In Also sprach Zarathustra: Ein Buch für Alle und Keinen (1883-1885; Thus Spake Zarathustra, 1896), Nietzsche describes the anguish that results from the discovery that no God is found beyond good and evil. Nor is there a higher, more ultimate Platonic harmony. The new philosopher must learn to embrace existence for its own sake. Nietzsche attempts to express the nature of this love of existence through a doctrine of “eternal recurrence.” The philosopher of existence must say “yes” to reality while knowing that “God is dead.” Any new values that arise in the evolutionary process do so as expressions of people’s self-commanding capacity. Error and pain inevitably and necessarily are aspects of existence. “That everything recurs, is the very nearest approach of a world of Becoming to a world of Being: the height of contemplation,” he wrote in the second volume of Der Wille zur Macht (1901; The Will to Power, 1910), which was published from remaining notes by Nietzsche’s sister. The new philosopher of “beyondness” needs this doctrine of eternal recurrence because the new philosopher must command new values in an existence that expresses the will to power rather than a rational scheme of things.
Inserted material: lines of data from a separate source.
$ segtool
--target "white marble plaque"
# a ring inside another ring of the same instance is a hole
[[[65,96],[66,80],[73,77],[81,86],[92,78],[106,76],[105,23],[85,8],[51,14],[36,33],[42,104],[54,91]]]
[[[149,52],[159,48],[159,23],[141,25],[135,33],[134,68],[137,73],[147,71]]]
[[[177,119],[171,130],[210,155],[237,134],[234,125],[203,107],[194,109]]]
In Nietzsche’s style one finds a brilliance to match his intellectual daring—a wealth of suggestion, irony, maliciousness, a fine balancing of value antitheses, and playful criticism coupled with the most serious intention. Nietzsche was (as he says all people are) a philosopher who worked from an inner necessity to achieve self-understanding. Of philosophers he wrote: “But fundamentally, way down below’ in us, there is something unteachable, a bedrock of intellectual destiny, of predestined decision, of answers to predestined selected questions.”